Se, por ventura, as forças ucranianas emitirem ataques coordenados contra os territórios anexados, poderão desencadear uma guerra sangrante por toda a Ucrânia e empurrar o governo de Zelenskyy para o controle do alto escalão russo.
A única maneira de atacar Donbass protegido pelos russos seria ataques de guerrilhas e sem bandeira, como a Ucrânia fez na Crimeia semanas atrás, não reivindicando o ataque que resultou em perdas consideráveis nas Forças Russos, já que se confirmasse seria uma agressão direta contra a Rússia.
Em caso de decisão positiva nos referendos sobre a entrada das repúblicas de Donbass, Kherson e a parte libertada das regiões de Zaporizhzhia na Federação Russa, serão necessários vários procedimentos, incluindo a assinatura de documentos pelo parlamento e pelo Presidente Putin.

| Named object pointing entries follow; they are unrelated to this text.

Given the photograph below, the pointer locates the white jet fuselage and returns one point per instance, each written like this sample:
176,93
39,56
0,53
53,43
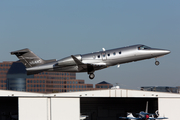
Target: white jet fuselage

Nesta sexta-feira, 23 de setembro, o representante oficial do Kremlin, Dmitry Peskov, disse que o processo de união das repúblicas de Donbass e outros territórios liberados na Federação Russa seria realizado rapidamente.
Segundo Peskov: “não posso dizer com certeza. Na verdade, estou convencido de que será rápido o suficiente”.